In absence of the technical events that I'm told Ireland craves -- ones that might typically provide the venue for regularly recurring and productive developer get-togethers the way so many domestic events do -- the regional developer community appears to have taken matters into its own hands by scheduling "open coffees" and other periodic meetups. The result appears to be a technical brother/sisterhood that runs deep, but friendships that run deeper. In fact, it's apparently not uncommon for the friends, family, and significant others of developers to join in the festivities as they did when Doug and I hosted a party at the small but traditional Irish pub The Bankers. These friendships cross party lines too. The members of the community who are vendor representatives by day are simply part of the family by night where the conversation is sometimes hardly about tech.

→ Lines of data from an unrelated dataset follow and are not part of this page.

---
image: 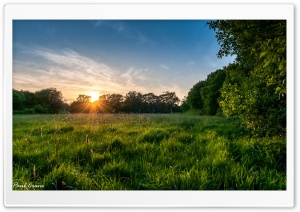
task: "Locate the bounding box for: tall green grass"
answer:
[13,114,286,190]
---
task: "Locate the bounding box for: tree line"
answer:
[182,20,286,136]
[13,20,286,136]
[13,88,181,114]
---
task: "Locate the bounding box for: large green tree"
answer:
[186,81,206,110]
[208,20,286,135]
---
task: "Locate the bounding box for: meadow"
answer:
[13,114,286,190]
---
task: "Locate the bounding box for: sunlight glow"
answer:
[88,91,100,103]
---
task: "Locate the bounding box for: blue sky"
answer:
[13,20,234,102]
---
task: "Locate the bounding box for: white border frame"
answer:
[4,3,294,207]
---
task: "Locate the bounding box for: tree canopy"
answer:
[208,20,286,135]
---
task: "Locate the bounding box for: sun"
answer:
[88,91,100,103]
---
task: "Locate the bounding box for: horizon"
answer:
[13,20,234,103]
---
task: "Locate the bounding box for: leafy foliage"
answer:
[182,69,225,115]
[208,20,286,136]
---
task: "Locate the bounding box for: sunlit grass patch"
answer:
[13,114,286,190]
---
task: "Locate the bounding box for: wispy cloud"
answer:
[13,48,183,102]
[121,67,148,87]
[160,64,170,70]
[186,60,195,66]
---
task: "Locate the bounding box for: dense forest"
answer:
[13,88,181,114]
[13,20,286,136]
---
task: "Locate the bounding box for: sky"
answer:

That's not to say that the conversation wasn't also richly tech as well. Not only did we have a healthy contingent of business technologists at Mashup Camp (in fact, Enterprise Ireland helped us to pull it off) all of whom were eager to talk about the implications of mashups on business, the attendees -- a bunch of whom hacked mashups on-site -- were extremely well versed in the sciences of mashups, APIs, Web services, and Software as a Service. In other words, we're talking about a community of developers with the technical credentials that are as good as those you'll find anywhere else in the world -- but one, it seems to me, with a slightly greater proclivity to "early adopt" the mashup approach to behind the firewall application development for businesses than I've seen domestically. Based on what I've seen, European businesses (and consumers for that matter) are quicker to take action on disruptive technologies than are their American counterparts so long as the potential for impact is significant (as it is with mashups).

On the second day of what was a 3-day Camp, Kapow product manager Andreas Krohn, a developer himself, came up to me and said that the conversation happening at Mashup Camp was "absolutely world class." I'd add to that that so too were the friendships we forged. As much as events like Mashup Camp are about technology and opportunity, Mashup Camp Dublin served as a reminder that it's just as much, if not more, about people and relationships.

So, to the great many friends we left behind in Europe when our Aer Lingus flight departed for Boston, please hold a seat and a pint of Guinness Stout for us at The Porter House, The Bankers, Oliver St. John Gogarty's, or the Fitzsimons. We're already plotting our return.